Spatial distribution and correlates of annual anthrax occurrence and incidence (2006–2020) at sub-county level across Kenya. Maps show the fitted probability of anthrax occurrence (a) and incidence (b; livestock cases per 100,000 people) for 290 sub-counties in the last quarter of 2020. The points and error bars (c) illustrate the parameter estimates of the linear socio-economic fixed-effects (the posterior mean estimate and the 95% credible interval) for the best-fitting models of anthrax occurrence (red) and incidence (blue) (n = 17,400 observations). The linear covariates were standardized (centered and scaled) before model fitting, such that parameters estimate the effect of 1 standard deviation change in the covariate on either the odds of occurrence or incidence. The models both included spatiotemporal random effects (sub-county per year) to incorporate spatial and temporal heterogeneity and were robust to geographical cross-validation tests (Fig. 10).
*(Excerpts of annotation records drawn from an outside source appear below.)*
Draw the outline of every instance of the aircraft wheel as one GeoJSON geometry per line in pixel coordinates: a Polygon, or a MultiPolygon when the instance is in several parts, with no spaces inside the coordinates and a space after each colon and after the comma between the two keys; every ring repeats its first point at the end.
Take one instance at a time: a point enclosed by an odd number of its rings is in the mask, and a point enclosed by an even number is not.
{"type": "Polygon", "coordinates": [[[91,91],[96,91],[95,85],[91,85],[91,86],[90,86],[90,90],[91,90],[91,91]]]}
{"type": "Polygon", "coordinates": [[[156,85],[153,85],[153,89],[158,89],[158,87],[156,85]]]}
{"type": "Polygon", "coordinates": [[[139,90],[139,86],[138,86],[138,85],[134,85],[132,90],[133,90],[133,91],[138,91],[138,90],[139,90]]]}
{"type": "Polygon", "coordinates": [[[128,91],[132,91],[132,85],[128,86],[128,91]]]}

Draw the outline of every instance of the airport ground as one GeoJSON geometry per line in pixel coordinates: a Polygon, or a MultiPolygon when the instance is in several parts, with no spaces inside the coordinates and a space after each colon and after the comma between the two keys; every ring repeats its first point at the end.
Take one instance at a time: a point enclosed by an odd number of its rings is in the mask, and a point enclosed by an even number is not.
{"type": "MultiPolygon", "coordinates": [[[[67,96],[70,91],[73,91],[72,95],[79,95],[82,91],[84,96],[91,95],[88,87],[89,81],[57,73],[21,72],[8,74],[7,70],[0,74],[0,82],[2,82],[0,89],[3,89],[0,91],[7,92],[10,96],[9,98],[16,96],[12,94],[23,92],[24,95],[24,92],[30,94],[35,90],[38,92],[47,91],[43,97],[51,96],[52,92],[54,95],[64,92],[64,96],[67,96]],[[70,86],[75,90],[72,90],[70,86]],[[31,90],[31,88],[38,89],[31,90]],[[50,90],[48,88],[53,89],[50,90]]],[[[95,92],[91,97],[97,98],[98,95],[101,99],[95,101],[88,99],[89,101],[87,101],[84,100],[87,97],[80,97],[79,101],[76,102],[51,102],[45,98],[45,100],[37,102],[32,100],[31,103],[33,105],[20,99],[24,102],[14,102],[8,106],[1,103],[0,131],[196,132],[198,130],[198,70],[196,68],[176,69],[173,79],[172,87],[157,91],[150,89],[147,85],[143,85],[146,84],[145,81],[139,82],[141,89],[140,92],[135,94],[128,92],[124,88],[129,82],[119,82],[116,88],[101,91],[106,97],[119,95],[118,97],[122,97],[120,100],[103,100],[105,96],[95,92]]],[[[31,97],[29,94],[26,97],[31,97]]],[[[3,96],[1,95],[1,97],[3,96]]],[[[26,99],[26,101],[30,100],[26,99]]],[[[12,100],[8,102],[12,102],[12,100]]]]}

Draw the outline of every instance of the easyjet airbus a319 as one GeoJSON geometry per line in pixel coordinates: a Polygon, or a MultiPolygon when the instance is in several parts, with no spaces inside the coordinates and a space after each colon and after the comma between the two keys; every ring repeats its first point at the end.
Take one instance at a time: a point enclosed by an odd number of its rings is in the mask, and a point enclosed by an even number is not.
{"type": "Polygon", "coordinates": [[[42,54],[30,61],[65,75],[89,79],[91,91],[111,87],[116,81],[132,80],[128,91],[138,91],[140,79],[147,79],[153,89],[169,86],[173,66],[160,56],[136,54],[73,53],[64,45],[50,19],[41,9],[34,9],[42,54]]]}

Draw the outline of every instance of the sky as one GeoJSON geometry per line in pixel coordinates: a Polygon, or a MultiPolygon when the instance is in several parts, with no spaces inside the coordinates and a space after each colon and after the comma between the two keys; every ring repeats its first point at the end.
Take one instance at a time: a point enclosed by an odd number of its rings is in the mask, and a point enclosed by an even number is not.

Maps were generated using Quantum Geographical Information Systems (QGIS) v. 3.16.11 (https://www.qgis.org/en/site/forusers/download.html).

Figure 12

The posterior mean of the spatial random effects. The maps show the posterior mean of the spatial random effects for the occurrence (a) and incidence (b) models. Maps were generated using Quantum Geographical Information Systems (QGIS) v. 3.16.11 (https://www.qgis.org/en/site/forusers/download.html).

Figure 13

Random walk trend for the occurrence (a) and incidence (b) models. The lower panels show the marginal posterior distribution for the standard deviation (σ) hyperparameter of the random walk trend for the occurrence model (c) and the incidence model (d). The image was derived from the results of the R-INLA package implemented via R v. 4.1.0.